Of course, CNN has a car waiting for him outside his building to whisk him up Sixth Avenue to the studio. The elevator, which Edwin, his doorman, sends up for him precisely at 4:45, takes 28 seconds to get to the lobby. Hemmer knows because before he moved in, he timed it.

The conventional wisdom in TV news is that it takes eighteen months for an audience to find a show. But Hemmer disagrees. “That’s too long. People catch on quickly, people will watch, and people will talk … or not.”

He says this in a rare moment of downtime in his apartment; he’s preparing to meet some friends for dinner. Of course, in Hemmer’s version of downtime, the cell phone is constantly buzzing, his laptop is logged on to CNN.com, one TV in his office nook is tuned to Lou Dobbs Tonight, and another in his living room is set to NBC’s Nightly News. Tom Brokaw, looking much the elder statesman, is broadcasting from Iraq, with Baghdad as his backdrop.

Hemmer is watching with envy. Since he returned from Kuwait last April, he’s been stuck behind the desk, the longest stretch of stationary time in his CNN career. He’s obsessed with going to the Iraqi capital. “I’m hearing it’s one of the most dangerous environments journalists have worked in,” he says. “I want to learn it.” At the news Emmys in September, he’d attached himself to Ken Robinson, CNN’s senior terrorism and national-security analyst and a former Special Forces officer, who excitedly filled Hemmer in on his plans for a global-terrorism piece. When Hemmer asked to be the reporter, Robinson replied with a look of “fat chance.” The irony of Hemmer’s rising status is that he’s become too valuable to be sent “down-range,” Robinson’s lingo for the most hairy sectors of the war zone.

“Let’s say he has a visa problem, which happens, and suddenly you have this high-profile person out of the net for four days,” says Robinson. “Everyone thinks, Is he going to be crucial to any other breaking news coverage? Is Reagan fixing to die? Is there a pending coup in Russia? There is a global-impact thought process that goes into the management of him as an asset.”
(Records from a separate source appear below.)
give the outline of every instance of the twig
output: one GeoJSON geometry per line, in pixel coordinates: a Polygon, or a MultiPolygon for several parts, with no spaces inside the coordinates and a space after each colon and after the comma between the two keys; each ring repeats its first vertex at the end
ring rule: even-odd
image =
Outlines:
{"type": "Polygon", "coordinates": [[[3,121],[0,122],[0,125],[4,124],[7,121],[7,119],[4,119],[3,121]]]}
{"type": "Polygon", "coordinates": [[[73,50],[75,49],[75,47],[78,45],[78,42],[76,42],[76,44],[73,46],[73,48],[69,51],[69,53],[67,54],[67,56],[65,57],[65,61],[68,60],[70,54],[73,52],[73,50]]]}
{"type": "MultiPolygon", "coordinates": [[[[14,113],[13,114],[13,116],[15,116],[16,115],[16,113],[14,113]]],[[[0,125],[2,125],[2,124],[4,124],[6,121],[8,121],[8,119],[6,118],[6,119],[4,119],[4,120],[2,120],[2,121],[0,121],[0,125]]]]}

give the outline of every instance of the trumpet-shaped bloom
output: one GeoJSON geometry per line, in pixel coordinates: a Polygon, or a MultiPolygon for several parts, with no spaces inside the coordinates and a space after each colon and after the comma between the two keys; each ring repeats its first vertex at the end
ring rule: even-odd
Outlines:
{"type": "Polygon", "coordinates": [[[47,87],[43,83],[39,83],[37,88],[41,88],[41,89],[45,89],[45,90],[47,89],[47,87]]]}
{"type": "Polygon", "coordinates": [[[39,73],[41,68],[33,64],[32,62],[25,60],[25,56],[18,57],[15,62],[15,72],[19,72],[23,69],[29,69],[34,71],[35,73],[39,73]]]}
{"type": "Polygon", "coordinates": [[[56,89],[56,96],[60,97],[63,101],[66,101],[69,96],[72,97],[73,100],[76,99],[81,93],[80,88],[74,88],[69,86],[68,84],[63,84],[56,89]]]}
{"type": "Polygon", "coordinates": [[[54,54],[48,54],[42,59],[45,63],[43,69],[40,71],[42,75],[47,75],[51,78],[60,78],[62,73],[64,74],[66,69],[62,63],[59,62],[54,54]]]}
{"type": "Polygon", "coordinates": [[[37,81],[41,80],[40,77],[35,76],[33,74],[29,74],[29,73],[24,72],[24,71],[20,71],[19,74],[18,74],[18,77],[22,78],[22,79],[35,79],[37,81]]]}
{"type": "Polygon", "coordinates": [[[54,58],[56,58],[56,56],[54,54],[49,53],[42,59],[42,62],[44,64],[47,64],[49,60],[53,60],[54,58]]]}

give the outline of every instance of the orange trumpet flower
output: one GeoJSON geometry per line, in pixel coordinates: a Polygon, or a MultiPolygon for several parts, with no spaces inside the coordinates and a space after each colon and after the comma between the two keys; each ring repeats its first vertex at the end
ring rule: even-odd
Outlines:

Furthermore, Robinson says, most of Hemmer’s international adventures were under Isaacson’s regime. While the current network brass sort out Hemmer’s travel plans, their decision to keep him deskbound is making him restless.

“Look at Tom,” the CNN anchor says, turning his attention to the TV and full of admiration. He studies the man on the screen further, then says with a big smile, “Doesn’t he look grrreat?”